Imagine trying to feed a small family on US$1.50 a day. Now imagine how much harder it would be if you had six or more children.

Community Health and Sustainable Environment (CHASE) Africa, a UK-registered charity, is working in rural Kenya and Uganda to help address the complex issue of population pressures and the related concerns of poverty, ill health and environmental degradation.

CHASE provides access to free, voluntary family planning and basic health care services using mobile clinics. These clinics offer contraception advice, vaccinations, prenatal care, HIV testing, cervical screening, and deworming. As part of the programme, trusted local ‘mobilisers’ are deployed to the area where these clinics will operate, to build an understanding of family planning and maximize attendance at the clinics.

Noble Foundation has been part of the initiative since 2016. So far, we have funded more than 20 day clinics in rural communities across Kenya. The clinic enables women to access to contraception, many for the first time. The family planning element of the projects we supported have achieved over 8,000 Couple year protection (CYP). Each CYP refers to a woman having 1 year protection from unintended pregnancy.

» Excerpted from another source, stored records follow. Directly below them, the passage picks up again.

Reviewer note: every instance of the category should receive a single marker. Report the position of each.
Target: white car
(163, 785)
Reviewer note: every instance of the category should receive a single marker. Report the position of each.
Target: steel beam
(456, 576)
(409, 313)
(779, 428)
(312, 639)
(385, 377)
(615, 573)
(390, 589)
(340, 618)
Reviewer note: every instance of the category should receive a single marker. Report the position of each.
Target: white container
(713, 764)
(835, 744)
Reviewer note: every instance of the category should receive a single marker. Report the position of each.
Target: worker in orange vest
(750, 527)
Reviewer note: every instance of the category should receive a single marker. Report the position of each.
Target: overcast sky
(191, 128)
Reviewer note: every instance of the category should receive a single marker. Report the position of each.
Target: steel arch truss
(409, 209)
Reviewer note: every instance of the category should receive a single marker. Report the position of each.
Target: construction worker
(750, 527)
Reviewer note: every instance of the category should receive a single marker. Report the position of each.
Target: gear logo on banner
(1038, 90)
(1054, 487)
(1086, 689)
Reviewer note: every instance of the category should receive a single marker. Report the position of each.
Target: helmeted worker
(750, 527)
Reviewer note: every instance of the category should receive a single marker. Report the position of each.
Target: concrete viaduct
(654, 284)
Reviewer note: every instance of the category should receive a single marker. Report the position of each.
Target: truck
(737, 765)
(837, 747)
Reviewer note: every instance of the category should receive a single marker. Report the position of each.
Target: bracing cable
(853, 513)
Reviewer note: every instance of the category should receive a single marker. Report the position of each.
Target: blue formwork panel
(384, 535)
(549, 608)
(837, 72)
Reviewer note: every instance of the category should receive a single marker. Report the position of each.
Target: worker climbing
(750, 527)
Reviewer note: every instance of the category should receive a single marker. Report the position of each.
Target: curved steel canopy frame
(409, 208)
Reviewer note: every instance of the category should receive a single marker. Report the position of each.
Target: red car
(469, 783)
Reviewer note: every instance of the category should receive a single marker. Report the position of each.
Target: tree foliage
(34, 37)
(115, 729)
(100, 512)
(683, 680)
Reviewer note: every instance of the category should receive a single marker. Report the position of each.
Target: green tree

The value is calculated based on the total volume of various contraceptive protection disturbed during the year.

In 2018 alone, over 9,000 patients received primary health care in our day clinics, 3,800 of those were children treated for worms. Intestinal worms is a leading cause of death among children, these infections can impede mental and physical development. While hundreds of other patients were screened for cancer and HIV, and immunisations.

With smaller families and longer periods between births, resources will not need to be stretched so far. Women with fewer children have more time available for productive work and income-generating activities.

Mobile clinics bring basic healthcare services to underserved villages in Kenya.